But Robert Black, the Edinburgh University law professor emeritus who engineered the special trial that convicted Lockerbie bomber Abdelbaset al-Megrahi, said Koussa may well be playing a double-game with the full knowledge and encouragement of the US and UK.
“Has Moussa Koussa really defected? There are some indications that this may be a diplomatic mission – negotiating an exit strategy for the Qaddafi regime – rather than a defection,” Black said at his blog, listing some of those indications:
"2. He was accompanied to Tunisia (but not beyond) for his flight from Djerba to Farnborough by Abdel Ati al-Obeidi who remains a trusted counselor of Qaddafi (and a trusted intermediary in the eyes of the UK and US).
"3. If Koussa had defected, he would surely have negotiated immunity from prosecution for any personal involvement in Lockerbie (if Libya was implicated in any capacity, Koussa would inevitably have been personally involved). According to UK Foreign Secretary William Hague, no such immunity has been granted. This suggests that his visit is already covered by diplomatic immunity."
Some intelligence analysts agree.

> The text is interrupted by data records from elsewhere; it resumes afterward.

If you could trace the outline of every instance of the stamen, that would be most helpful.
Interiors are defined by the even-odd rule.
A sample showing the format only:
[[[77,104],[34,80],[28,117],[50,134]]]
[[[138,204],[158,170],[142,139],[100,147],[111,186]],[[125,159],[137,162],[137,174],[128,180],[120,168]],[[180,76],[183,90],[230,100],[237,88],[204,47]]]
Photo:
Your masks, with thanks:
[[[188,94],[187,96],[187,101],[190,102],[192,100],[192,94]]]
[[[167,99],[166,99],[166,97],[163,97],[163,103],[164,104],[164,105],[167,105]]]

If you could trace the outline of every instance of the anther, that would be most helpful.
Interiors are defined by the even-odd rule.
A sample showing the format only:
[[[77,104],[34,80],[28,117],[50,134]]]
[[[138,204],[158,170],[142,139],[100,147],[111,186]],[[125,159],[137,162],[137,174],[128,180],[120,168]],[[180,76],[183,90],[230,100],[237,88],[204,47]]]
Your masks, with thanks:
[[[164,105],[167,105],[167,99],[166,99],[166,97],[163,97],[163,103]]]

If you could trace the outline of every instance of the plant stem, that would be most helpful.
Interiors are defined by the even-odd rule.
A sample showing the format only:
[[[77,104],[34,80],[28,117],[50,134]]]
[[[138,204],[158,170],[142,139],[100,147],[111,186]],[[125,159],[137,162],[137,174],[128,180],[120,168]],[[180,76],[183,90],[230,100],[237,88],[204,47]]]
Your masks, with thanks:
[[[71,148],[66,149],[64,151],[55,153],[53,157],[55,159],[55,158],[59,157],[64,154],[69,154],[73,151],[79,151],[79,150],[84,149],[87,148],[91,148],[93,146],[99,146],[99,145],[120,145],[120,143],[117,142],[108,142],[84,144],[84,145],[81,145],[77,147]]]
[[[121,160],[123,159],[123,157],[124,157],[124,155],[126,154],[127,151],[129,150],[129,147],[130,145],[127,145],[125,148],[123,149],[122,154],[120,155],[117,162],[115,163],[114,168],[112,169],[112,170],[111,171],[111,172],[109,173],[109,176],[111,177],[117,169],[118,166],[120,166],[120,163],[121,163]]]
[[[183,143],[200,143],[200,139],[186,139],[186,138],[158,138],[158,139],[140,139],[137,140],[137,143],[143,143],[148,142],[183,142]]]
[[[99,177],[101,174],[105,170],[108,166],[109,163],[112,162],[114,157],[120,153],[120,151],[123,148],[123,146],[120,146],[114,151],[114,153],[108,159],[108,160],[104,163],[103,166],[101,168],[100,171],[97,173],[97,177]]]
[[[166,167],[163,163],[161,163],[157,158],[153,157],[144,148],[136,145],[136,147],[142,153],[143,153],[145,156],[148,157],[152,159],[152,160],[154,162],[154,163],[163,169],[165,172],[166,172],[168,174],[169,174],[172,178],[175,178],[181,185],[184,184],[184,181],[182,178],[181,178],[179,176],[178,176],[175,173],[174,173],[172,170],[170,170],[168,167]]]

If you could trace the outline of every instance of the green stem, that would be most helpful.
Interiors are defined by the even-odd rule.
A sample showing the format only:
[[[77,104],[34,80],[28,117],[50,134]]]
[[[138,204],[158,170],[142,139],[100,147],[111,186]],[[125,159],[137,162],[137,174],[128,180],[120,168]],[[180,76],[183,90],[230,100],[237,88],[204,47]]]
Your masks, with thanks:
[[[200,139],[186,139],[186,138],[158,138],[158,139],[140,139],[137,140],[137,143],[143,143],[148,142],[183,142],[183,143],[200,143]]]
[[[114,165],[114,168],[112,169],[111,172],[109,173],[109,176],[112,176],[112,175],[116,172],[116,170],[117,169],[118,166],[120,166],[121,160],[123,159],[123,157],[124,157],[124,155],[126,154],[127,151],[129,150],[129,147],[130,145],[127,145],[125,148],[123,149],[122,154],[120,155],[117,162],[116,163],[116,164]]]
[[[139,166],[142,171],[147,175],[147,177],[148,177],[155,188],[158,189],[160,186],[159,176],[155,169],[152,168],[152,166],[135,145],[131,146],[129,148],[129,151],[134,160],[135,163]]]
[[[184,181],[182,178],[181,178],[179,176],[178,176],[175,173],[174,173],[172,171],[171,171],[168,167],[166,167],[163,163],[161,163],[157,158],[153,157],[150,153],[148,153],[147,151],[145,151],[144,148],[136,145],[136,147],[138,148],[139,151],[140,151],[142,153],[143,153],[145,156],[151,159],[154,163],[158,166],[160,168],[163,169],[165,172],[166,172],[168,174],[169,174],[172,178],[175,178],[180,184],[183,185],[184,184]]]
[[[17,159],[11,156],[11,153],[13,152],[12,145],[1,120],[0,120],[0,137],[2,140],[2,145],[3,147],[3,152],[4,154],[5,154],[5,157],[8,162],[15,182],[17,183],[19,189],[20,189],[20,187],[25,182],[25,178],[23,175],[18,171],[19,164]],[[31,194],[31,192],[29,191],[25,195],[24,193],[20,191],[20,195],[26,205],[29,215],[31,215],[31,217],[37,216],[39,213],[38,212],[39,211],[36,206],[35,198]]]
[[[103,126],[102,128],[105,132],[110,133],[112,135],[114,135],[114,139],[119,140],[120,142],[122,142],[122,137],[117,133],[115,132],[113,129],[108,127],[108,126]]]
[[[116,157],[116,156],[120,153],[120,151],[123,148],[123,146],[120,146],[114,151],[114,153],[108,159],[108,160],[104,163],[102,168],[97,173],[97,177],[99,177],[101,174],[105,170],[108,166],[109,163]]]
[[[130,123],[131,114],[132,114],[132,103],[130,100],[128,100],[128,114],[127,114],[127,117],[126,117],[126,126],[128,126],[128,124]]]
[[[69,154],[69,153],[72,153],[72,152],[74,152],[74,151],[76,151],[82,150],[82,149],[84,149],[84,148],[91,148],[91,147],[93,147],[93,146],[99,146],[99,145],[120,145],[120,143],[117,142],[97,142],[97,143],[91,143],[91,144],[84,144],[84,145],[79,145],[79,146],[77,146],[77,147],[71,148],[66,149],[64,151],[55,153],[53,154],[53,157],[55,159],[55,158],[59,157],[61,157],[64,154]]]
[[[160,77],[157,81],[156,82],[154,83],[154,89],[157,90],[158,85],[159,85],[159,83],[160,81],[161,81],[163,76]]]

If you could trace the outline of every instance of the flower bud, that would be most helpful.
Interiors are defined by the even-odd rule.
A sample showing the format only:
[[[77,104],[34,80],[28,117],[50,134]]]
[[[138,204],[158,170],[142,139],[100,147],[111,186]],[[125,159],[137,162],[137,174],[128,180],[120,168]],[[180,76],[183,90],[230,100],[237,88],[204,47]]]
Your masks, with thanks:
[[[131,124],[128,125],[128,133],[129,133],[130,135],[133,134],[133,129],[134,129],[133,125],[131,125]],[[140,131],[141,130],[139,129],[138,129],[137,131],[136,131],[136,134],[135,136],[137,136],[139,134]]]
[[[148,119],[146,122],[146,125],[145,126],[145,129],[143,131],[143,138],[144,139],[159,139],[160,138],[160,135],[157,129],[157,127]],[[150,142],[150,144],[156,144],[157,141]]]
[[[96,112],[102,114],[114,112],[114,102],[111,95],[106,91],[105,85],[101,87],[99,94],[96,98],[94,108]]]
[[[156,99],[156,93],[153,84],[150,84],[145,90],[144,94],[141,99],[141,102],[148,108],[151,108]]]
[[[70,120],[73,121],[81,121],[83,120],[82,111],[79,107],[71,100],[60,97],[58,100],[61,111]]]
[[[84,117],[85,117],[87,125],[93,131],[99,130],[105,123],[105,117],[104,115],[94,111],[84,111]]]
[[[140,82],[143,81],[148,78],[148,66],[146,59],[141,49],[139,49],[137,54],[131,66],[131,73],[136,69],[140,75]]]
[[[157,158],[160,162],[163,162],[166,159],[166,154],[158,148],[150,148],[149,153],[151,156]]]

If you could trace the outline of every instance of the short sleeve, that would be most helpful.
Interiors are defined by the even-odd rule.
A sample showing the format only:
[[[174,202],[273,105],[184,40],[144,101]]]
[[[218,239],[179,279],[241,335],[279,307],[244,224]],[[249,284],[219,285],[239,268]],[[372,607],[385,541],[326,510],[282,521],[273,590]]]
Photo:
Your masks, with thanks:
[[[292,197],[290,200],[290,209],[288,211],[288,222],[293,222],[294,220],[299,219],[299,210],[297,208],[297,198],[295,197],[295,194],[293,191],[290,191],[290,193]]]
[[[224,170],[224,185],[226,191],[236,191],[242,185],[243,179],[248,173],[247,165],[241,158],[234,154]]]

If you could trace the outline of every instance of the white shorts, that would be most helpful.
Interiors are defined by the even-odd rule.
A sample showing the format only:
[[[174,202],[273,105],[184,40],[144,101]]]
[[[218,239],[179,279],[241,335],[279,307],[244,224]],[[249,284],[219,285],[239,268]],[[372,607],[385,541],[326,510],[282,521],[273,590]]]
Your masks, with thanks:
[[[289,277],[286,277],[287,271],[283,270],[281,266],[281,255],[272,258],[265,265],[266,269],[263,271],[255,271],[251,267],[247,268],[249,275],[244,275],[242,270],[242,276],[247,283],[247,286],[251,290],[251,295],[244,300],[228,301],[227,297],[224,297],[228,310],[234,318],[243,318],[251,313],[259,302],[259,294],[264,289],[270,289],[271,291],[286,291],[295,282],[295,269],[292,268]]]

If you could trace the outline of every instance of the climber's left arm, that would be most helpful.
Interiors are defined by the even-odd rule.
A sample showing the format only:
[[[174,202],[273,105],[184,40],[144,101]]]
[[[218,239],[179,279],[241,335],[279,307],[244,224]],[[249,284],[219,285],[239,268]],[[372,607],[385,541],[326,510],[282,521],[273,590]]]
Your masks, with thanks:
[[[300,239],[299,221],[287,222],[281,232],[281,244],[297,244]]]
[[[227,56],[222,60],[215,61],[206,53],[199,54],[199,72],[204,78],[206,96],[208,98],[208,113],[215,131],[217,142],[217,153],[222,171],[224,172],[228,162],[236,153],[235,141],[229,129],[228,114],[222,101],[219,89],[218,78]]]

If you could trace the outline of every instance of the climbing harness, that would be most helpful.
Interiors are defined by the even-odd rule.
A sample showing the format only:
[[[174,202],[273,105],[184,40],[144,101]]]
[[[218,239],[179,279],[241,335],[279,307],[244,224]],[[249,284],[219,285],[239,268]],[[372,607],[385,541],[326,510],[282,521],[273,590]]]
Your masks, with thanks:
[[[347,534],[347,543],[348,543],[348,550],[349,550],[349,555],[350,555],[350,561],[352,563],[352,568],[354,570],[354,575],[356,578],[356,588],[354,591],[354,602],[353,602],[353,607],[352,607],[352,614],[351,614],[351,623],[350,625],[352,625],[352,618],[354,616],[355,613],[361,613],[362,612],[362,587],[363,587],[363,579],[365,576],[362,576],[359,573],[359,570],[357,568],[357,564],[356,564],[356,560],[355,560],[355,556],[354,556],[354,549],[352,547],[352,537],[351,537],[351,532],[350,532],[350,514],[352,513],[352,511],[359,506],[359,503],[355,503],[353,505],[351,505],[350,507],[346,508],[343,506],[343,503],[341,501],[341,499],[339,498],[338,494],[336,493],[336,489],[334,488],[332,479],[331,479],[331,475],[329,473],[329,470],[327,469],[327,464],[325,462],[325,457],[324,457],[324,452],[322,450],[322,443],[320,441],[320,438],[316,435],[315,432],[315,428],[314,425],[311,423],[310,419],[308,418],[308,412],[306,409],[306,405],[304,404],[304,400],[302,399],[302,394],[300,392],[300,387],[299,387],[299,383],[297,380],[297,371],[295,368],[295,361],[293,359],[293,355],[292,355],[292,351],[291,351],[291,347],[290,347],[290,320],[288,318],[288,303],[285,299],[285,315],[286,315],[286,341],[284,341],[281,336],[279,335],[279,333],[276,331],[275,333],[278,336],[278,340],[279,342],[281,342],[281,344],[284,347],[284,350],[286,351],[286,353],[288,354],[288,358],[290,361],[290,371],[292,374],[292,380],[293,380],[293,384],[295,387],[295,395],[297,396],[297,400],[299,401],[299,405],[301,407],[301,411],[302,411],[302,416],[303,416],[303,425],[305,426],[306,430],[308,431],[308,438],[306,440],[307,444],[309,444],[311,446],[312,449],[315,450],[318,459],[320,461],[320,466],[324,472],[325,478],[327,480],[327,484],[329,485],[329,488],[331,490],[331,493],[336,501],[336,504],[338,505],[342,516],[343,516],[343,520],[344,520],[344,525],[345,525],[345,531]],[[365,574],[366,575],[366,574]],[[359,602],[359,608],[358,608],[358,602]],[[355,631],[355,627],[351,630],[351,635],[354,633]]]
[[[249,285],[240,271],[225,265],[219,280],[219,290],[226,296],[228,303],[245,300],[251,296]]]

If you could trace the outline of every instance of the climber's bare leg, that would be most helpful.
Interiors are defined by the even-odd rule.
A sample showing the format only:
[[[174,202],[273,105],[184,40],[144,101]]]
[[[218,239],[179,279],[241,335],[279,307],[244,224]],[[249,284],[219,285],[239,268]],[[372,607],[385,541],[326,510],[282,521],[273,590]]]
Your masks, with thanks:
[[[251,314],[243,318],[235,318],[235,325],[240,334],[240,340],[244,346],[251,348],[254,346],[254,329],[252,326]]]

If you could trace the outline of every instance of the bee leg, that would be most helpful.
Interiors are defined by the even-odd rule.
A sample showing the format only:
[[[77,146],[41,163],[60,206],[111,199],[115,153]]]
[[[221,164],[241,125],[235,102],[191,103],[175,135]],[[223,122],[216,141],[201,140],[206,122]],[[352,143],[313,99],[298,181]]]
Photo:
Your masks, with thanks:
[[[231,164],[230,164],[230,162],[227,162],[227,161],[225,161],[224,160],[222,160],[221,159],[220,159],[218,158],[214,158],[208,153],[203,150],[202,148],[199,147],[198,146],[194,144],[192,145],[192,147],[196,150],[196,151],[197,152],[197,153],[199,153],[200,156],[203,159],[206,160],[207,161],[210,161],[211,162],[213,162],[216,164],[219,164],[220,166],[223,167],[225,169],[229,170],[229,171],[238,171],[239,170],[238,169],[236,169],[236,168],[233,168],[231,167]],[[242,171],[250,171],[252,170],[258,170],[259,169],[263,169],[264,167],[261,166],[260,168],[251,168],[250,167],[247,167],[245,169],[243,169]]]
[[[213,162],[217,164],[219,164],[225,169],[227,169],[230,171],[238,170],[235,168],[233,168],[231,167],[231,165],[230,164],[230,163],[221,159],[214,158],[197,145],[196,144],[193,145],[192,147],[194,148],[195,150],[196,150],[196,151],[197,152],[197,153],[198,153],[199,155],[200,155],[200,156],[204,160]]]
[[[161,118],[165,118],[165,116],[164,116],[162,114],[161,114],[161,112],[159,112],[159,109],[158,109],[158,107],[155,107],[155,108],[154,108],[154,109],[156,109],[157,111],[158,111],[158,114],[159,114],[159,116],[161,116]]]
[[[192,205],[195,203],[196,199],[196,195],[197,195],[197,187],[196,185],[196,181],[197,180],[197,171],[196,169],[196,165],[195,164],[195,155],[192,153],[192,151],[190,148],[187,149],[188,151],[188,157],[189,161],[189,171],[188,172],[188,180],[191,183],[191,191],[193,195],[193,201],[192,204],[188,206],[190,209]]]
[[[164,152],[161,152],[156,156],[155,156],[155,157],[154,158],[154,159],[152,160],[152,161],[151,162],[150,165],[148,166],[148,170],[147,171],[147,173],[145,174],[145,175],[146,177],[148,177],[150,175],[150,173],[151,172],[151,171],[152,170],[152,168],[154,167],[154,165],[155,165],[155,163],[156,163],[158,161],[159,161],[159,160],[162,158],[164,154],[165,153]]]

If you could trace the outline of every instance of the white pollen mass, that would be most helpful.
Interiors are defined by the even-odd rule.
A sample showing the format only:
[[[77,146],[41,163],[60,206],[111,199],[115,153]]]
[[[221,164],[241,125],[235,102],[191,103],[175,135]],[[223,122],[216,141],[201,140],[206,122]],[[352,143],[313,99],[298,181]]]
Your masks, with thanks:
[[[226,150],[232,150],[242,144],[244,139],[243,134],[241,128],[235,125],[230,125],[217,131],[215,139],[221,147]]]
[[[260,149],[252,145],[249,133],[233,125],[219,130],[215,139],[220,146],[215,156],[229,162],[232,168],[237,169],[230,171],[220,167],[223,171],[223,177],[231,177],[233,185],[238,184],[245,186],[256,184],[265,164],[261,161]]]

They say a defection story may have been floated for a combination of plausible reasons: as a face-saving maneuver for a proud Qaddafi while Koussa discusses the final terms of his exile; as a morale-booster for rebel forces; and, perhaps most consequentially, as a feint allowing for Anglo-American input into the shape of whatever Libyan government emerges if the strongman exits the stage.
Neither the UK or the US wants to exchange Qaddafi’s regime for an Islamist-dominated one on the Mediterranean. Koussa might be able to play a post-Qaddafi role in shaping that next regime.
According to diplomats, Koussa has come to be viewed as a trusted partner by both the US and the UK as well as a skilled go-between with the sometimes obdurate Qaddafi. But his past is not very clean. (...)
Scottish police have said they would like to interview Koussa concerning the Lockerbie case, but in what The Times called “an unusual intervention”, Foreign Office officials later said Koussa was not the “prime suspect” in the Lockerbie bombing. And they also failed to rule out the possibility Koussa might leave the UK before investigations are completed.
“Surprise, surprise,” commented Robert Black.
[Professor Paul Wilkinson takes a not dissimilar line in an article headed "Why our 'defector' may not be quite what he seems" in today's edition of The Scotsman.]